Note this Principle’s injunction is exactly analogous to what Edward Snowden followed. He had allegedly binding orders and “oaths” by which the government found it expedient to limit his actions, but he saw (as the U.S. military leaders did at Nuremberg) that the option of a higher moral choice dictated he inform the American people – whose liberties were at stake and threatened – of what was being done in their name. As Robert Scheer noted in a recent blog (June 25, ‘The Good Germans in Government’):
"Read the Fourth Amendment to the
So why have so many of our compatriots mindlessly branded him a traitor? Because those forlorn consumers have lost track of their rights as well as obligations as citizens, and basically surrendered them to the state. Columnist John Kass summed it up in his piece ‘We Gave Up Our Freedom After 9/11”. As he writes:
"We gave up our freedom after the 9/11 terrorist attacks. President George W. Bush and congress ceded it away. We were afraid and we gave it up."

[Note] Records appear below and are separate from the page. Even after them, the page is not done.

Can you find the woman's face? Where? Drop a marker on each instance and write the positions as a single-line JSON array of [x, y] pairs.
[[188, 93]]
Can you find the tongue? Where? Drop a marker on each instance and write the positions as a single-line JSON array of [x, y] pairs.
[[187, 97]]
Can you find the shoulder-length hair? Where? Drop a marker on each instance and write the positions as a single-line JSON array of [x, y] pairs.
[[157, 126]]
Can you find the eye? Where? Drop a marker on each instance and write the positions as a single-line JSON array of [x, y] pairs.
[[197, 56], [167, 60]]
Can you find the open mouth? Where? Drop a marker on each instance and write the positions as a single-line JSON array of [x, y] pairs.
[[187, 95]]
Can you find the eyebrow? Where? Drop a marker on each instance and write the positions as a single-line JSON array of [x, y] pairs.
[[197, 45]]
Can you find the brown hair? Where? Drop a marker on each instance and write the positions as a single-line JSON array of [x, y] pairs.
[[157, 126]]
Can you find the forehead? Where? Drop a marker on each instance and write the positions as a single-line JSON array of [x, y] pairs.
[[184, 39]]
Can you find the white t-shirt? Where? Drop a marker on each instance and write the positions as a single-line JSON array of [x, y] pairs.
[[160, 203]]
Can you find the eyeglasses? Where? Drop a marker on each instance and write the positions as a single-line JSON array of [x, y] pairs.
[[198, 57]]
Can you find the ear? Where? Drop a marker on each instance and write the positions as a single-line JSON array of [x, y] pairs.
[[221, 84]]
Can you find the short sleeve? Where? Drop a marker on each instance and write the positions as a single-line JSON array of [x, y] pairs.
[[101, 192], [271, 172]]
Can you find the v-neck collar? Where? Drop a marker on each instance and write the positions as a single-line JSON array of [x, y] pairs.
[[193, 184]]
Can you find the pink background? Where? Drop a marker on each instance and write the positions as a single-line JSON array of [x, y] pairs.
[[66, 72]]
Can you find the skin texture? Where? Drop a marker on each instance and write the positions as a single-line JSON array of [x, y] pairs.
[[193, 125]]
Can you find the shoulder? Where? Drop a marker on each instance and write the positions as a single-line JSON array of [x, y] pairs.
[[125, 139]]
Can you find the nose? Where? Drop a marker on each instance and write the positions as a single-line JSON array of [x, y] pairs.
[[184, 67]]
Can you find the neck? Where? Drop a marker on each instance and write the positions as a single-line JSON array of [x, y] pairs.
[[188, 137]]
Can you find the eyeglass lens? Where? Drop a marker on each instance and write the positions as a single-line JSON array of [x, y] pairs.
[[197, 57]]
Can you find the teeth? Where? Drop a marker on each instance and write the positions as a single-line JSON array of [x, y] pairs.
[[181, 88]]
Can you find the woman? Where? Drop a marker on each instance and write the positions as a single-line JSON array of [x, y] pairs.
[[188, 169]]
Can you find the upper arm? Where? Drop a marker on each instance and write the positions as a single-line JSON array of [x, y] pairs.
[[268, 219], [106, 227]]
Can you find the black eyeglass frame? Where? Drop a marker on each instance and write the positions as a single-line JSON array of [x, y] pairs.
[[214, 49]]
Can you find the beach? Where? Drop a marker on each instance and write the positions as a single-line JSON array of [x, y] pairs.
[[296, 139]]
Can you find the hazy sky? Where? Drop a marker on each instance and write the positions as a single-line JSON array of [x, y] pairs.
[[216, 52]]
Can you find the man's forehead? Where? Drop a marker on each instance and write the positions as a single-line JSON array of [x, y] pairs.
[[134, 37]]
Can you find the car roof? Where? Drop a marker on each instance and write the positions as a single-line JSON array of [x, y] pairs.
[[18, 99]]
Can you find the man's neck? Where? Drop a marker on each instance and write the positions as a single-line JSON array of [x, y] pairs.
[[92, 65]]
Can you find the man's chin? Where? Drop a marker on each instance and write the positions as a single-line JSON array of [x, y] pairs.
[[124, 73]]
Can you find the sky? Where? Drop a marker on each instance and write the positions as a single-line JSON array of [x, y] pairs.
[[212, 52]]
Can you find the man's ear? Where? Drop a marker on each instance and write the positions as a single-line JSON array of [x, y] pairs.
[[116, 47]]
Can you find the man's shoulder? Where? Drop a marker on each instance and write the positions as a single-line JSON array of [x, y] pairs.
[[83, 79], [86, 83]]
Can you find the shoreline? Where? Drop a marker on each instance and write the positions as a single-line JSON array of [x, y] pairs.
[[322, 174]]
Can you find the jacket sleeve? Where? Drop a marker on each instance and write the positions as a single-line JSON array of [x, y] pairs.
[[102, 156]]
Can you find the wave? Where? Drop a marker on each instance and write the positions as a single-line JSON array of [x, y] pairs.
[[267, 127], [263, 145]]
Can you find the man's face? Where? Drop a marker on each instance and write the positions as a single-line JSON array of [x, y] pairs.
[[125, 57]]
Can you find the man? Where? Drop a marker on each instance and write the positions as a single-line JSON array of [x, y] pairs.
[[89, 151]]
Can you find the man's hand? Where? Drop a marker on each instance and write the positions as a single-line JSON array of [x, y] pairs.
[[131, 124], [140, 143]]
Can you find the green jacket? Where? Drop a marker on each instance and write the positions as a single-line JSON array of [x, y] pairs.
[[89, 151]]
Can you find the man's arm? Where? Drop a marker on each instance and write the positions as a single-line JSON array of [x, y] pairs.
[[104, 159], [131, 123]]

Well, not all of us did! Instead we recognized how the Bushies were emulating the Nazis! Those of us who are now labeled “traitor –supporters” or civil liberties “extremists” have refused to whine and pout for the spy state to "keep us safe", i.e. from events that have the same probability of occurrence as large asteroid hits. We instead doubled down on our commitment to organizations like the ACLU or became members of the ACLU’s Guardians of Liberty, fully recognizing what the Bushies were up to because we paid attention instead of going shopping at the Mall (as Bush ordered after 9/11).
Am I a civil liberties “extremist”? Damned right if that means a citizen who understands that the Constitution is not just “a piece of paper” (as Bush once called it) and that the rights inherent in the Bill of Rights are real, apply to individuals, and not mere “compromise abstractions” but rather hold the key to American identity – what truly sets us apart. And once those rights are gone, believe me they won’t be coming back! Once they are gone we will cease to be the nation my ancestor, Conrad Brumbaugh, envisaged and fought for in the Revolutionary War as one of the Pennsylvania Regiment.
What would Conrad think now nearly 240 years after the War of Independence? He’d likely barf nonstop at the spectacle of what too many of the current crop of Americans have devolved to: arrant, whiny, weak, sissy consumers, who’d rather calumniate someone trying to preserve their liberties than recognize the real threat to their existence. He’d then likely crawl back into his grave shaking his head but echoing Benjamin Franklin’s famous quote.
And all those soldiers supposedly “fighting for our freedoms” ? Hell, they're not even allowed to access the UK Guardian website, lest it contaminate their minds, see e.g. http://www.guardian.co.uk/world/2013/jul/01/us-military-blocks-guardian-troops Some freedom. Maybe those troops need to fight for their own freedoms, as opposed to ours. If they aren't even allowed the basic freedom of what to read, what the hell are they fighting for anyway?
See also the planned demonstrations sponsored by the civil liberties group 'Restore the Fourth" and targeting faux liberal (but definite Neoliberal) Dianne Feinstein: http://www.guardian.co.uk/world/2013/jul/04/restore-the-fourth-protesters-nsa-surveillance
Readers would also do well to bear in mind the words of Bruce Schneier, a security specialist, who wrote in The New York Times:
"The argument that exposing these documents helps the terrorists doesn't even pass the laugh test; there's nothing here that changes anything any potential terrorist would do or not do."
If our minds are "to be improved" to the extent of keeping the government - OUR government- on the straight and narrow (as Jefferson enjoined us), we need to have the critical thinking skills as well as historical ballast to recognize PR that doesn't pass laugh tests when it's trotted out. Irrespective of who it issues from.